Floating drug delivery systems are low-density based systems with sufficient buoyancy to float over the gastric contents. While the system is floating on the gastric contents, the drug is released slowly at a constant rate from the system. After release of the drug, the residual system is evacuated from the stomach. This results in an increased GRT, reduces fluctuation of drug and thus enhances bioavailability. Many floating systems have been generated such as granules, powders, capsules, tablets, laminated films, beads and hollow microspheres. It can be classified into two systems:

Effervescent Systems:

These are matrix systems prepared with the help of swellable polymers such as methylcellulose and chitosan and various effervescent compounds, e.g., sodium bicarbonate, tartaric acid, and citric acid. The matrices are fabricated so that upon arrival in the stomach, carbon dioxide is liberated by the acidity of the gastric contents and is entrapped in the jellified hydrocolloid. This produces an upward motion of the dosage form and maintains its buoyancy. A decrease in specific gravity causes the dosage form to float on the chime. Effervescent system is further classified into:

· Volatile liquid containing systems (Intragastric floating GRDDS)
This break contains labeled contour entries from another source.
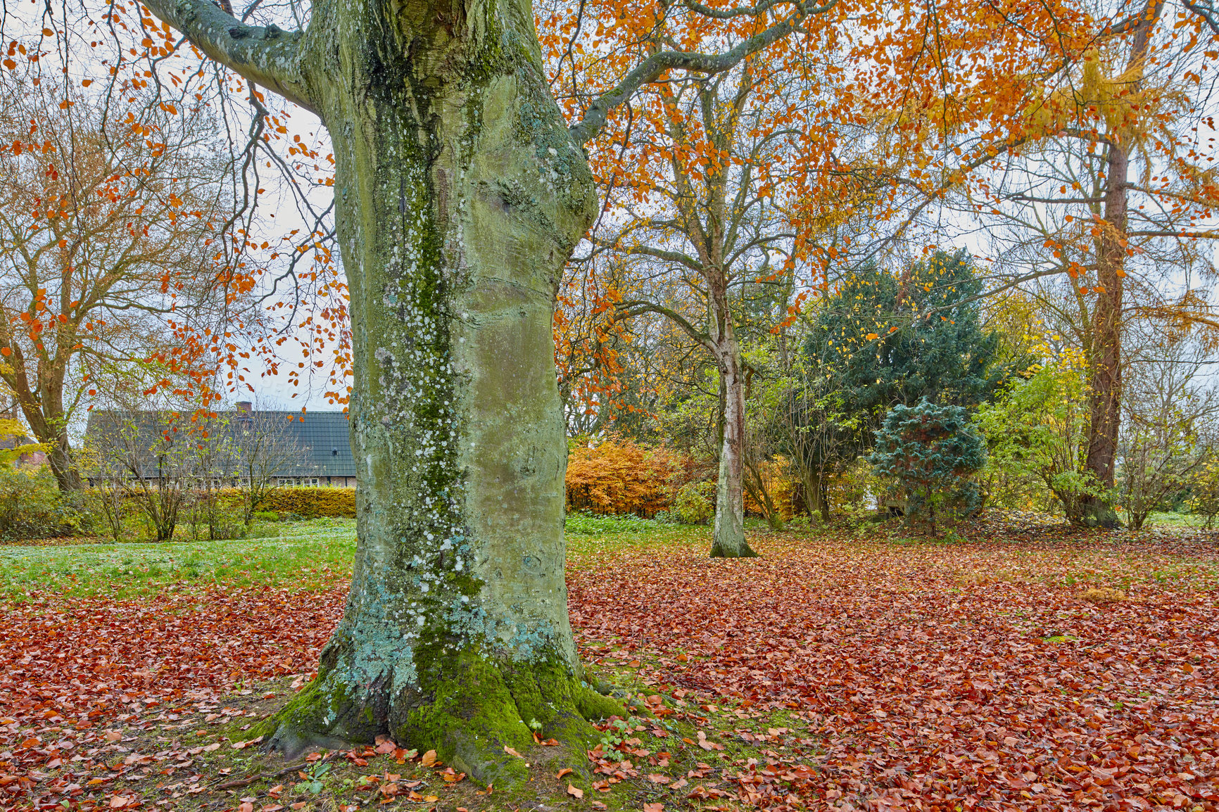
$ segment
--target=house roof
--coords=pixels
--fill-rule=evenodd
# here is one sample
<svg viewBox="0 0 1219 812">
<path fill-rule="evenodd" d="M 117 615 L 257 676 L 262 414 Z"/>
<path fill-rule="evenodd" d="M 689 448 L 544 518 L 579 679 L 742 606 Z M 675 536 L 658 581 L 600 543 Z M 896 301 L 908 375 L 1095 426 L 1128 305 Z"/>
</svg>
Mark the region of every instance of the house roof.
<svg viewBox="0 0 1219 812">
<path fill-rule="evenodd" d="M 235 415 L 235 413 L 230 413 Z M 256 412 L 282 417 L 305 452 L 302 471 L 285 477 L 355 477 L 356 460 L 351 456 L 351 434 L 343 412 Z M 291 418 L 291 421 L 289 421 Z"/>
<path fill-rule="evenodd" d="M 99 436 L 112 430 L 122 422 L 138 427 L 141 449 L 152 449 L 156 435 L 176 419 L 176 412 L 140 411 L 118 412 L 95 410 L 89 412 L 87 436 Z M 189 415 L 182 415 L 182 421 L 189 421 Z M 351 456 L 347 416 L 343 412 L 282 412 L 282 411 L 224 411 L 217 412 L 217 423 L 227 426 L 229 432 L 239 430 L 243 421 L 269 419 L 283 421 L 286 435 L 302 449 L 299 465 L 284 468 L 277 477 L 355 477 L 356 462 Z M 154 475 L 154 463 L 150 455 L 147 462 L 141 462 L 144 475 Z"/>
</svg>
· Gas-generating Systems (Intra gastric single layer and bilayer floating tablets, Multiple unit type floating pills)

Non-Effervescent Systems:

Non-effervescent floating dosage forms use a gel forming or swellable cellulose type of hydrocolloids, polysaccharides, and matrix-forming polymers like polycarbonate, polyacrylate, polymethacrylate, and polystyrene. The formulation method includes a simple approach of thoroughly mixing the drug and the gel-forming hydrocolloid. After oral administration this dosage form swells in contact with gastric fluids and attains a bulk density of < 1. The air entrapped within the swollen matrix imparts buoyancy to the dosage form. The so formed swollen gel-like structure acts as a reservoir and allows sustained release of drug through the gelatinous mass [2].
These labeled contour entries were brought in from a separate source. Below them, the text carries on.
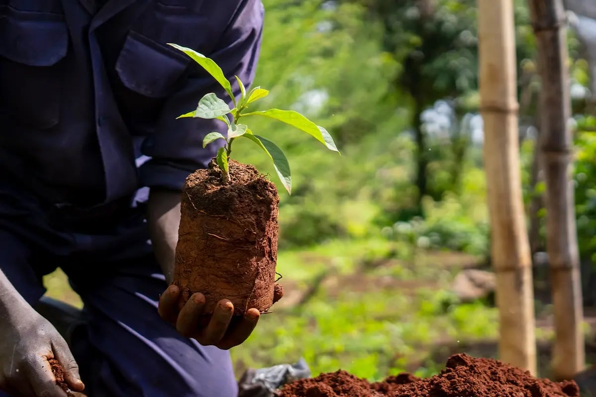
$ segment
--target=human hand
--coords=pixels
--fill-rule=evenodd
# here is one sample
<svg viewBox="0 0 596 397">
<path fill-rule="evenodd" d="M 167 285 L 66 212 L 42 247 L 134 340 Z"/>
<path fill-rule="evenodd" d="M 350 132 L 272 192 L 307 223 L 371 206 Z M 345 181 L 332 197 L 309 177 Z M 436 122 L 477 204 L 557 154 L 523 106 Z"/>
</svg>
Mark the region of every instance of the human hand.
<svg viewBox="0 0 596 397">
<path fill-rule="evenodd" d="M 207 317 L 204 314 L 204 295 L 194 293 L 186 302 L 182 295 L 177 286 L 168 287 L 159 299 L 159 315 L 175 325 L 181 335 L 196 339 L 203 346 L 228 350 L 240 345 L 252 333 L 260 317 L 257 309 L 249 309 L 243 317 L 234 316 L 234 305 L 222 299 Z"/>
<path fill-rule="evenodd" d="M 76 362 L 54 326 L 32 308 L 20 313 L 0 326 L 0 390 L 12 397 L 65 397 L 48 362 L 55 359 L 69 387 L 83 391 Z"/>
</svg>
Non- Effervescent system is classified into:

1. Hydro colloidal gel barrier systems.

2. Micro porous compartment system.

3. Alginate and pectin beads

4. Hollow microsphere (Microballoons)

Microballoons:

Microballoons are non-effervescent type of gastro retentive drug-delivery systems. They are hollow microspheres which are generally empty particles and spherical in shape without a core. These microspheres are characteristically free flowing powders consisting of proteins or synthetic polymers, ideally having a size less than 200 micrometers. Microballoons are considered as one of the most favourable buoyant systems with unique characters such as better floating properties, because of central hollow space inside the microsphere [3].

Advantages:

· Improves patient compliance by decreasing dosing frequency.

· Gastric retention time is increased.

· Plasma drug concentration is maintained.

· Controlled release of drug for prolonged period of time.

· Site-specific drug delivery to stomach can be achieved.

· No risk of dose dumping.

· Enhanced absorption of drug which solubilizes only in stomach.

The slow release of drug at a desired rate and better floating properties mainly depend on the type of polymer, plasticizer and the solvents employed for the preparation.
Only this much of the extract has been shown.